Dicono che sia un uomo malato. E comunque, come scrive il rude Belpietro su Libero, “il vecchio porco” ha dalla sua per lo meno l'assenza di ipocrisia. Del resto anche un macellaio qualunque lo sa che è meglio la carne di vitellina di latte che quella di mucca, o no? Quindi, se è una malattia, la miseria di Silvio Berlusconi dev'essere per forza qualcosa di molto virulento e contagioso. Perché ne siamo infettati un po' tutti in fondo, non è vero Belpietro? E anche per questo Silvio Berlusconi vince gli appuntamenti elettorali, ne siamo sicuri, perché al popolo bue gli piace di più la vitellina che la mucca... Il ragionamento fila, pensa il signor Itchek. Però è un ragionamento soltanto apparente: dici mucca dici vitella di latte e dici anche vacca, e alla fine fai in modo che le donne siano considerate, ora e domani, carne da macello. E' questo il messaggio nemmeno troppo subliminale del premier e dei suoi linguacciuti leccaculo. Belpietro comunque stia tranquillo: l'accordo tra il popolo bue e il macellaio tiene. E poi i macellai, appunto, non scrivono poesie.

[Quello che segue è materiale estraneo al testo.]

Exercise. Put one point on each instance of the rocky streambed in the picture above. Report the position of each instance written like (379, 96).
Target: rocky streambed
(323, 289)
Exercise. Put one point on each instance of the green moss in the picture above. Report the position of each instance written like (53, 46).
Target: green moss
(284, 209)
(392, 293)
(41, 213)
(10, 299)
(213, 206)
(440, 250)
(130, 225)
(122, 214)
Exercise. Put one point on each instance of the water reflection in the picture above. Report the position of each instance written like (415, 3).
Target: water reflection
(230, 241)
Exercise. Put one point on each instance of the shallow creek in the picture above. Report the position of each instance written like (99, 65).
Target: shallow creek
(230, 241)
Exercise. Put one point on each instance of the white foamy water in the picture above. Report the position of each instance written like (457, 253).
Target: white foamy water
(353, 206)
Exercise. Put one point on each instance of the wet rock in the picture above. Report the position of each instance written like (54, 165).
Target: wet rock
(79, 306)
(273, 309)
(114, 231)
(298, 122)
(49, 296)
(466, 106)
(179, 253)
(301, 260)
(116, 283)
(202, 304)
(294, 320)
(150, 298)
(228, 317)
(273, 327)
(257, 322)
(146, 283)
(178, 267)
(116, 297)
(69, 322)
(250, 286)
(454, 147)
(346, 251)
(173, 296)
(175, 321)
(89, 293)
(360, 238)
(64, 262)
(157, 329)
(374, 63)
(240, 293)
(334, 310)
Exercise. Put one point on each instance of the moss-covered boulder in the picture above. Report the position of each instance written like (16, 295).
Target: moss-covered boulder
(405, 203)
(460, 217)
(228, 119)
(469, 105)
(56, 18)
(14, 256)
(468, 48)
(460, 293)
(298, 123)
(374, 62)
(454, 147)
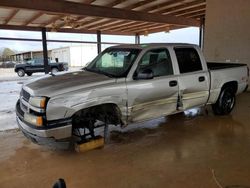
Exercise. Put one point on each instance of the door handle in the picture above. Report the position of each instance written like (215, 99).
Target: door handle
(173, 83)
(201, 78)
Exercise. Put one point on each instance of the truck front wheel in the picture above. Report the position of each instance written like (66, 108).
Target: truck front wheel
(225, 102)
(54, 70)
(20, 72)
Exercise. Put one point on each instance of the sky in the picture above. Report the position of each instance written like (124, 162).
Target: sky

La grazia e il bello cos'hanno da spartire con le trippe? Bondi, purtroppo, non è Policleto, e nemmeno Apicella Orfeo. Certo, Silvio Berlusconi rimane il padrone del circo, ma quelli che vedi in giro non sono angeli volanti. Del resto, poverini, fanno del loro meglio. Non è che uno il buon gusto può inventarselo di sana pianta, e cosa puoi aspettarti da un nano? da un buffone? o da un tristissimo freak? Intanto tengono su il circo e fanno un po' di spettacolo. Molti di loro occupano i programmi televisivi e parlano parlano parlano, come se murassero le parole. Gustavo Zagrebelsky nel suo ultimo libriccino scrive “di una malattia degenerativa della vita pubblica che si esprime... in un linguaggio stereotipato e kitsch, proprio per questo largamente diffuso e ben accolto”. Sono loro e le loro parole. Ancora una degenerazione patologica - la malattia - ma questa volta si tratta della lingua che ci siamo scoperti a parlare. E raccontarci le cose per frasi fatte in un lingua banalizzata - attenzione! - è l'esatto contrario della poesia. Così tutto si tiene, conclude il signor Itchek. Anche con lo sputo.

Non bisogna abbandonarla l'analisi critica: il figuro che dirige quella bandaccia di stonati al governo, se lo guardi da una certa prospettiva capisci che è un poveruomo – la miseria di un uomo odioso e mediocre, lo definisce il signor Itchek. Ride e sgambetta, fa le corna, i cucù e i bausette, oltraggia dio la donna e la madonna... e se continua così a un certo punto tirerà fuori anche il pistolino. E' profondamente volgare e ridicolo. Guai a riderne comunque: l'ometto è pericolosissimo per tutti noi. Cominciare a sgretolare il suo mondo di cartapesta vuol dire cominciare a sgretolare le sue parole. In che modo? Così come fanno i poeti: al servizio di un linguaggio diverso dal suo, fuori dal suo limitato universo linguistico e dalla sua immaginazione-trippa. Guardandolo un'ultima volta attraverso queste parole poetiche e poi via dal nostro orizzonte, che si possa infine ritornare a vedere un po' di sole. E' difficile, si dice il signor Itchek, molto molto difficile. Ma è ancora possibile. Ci sarà pure un po' di luce alla fine della galleria!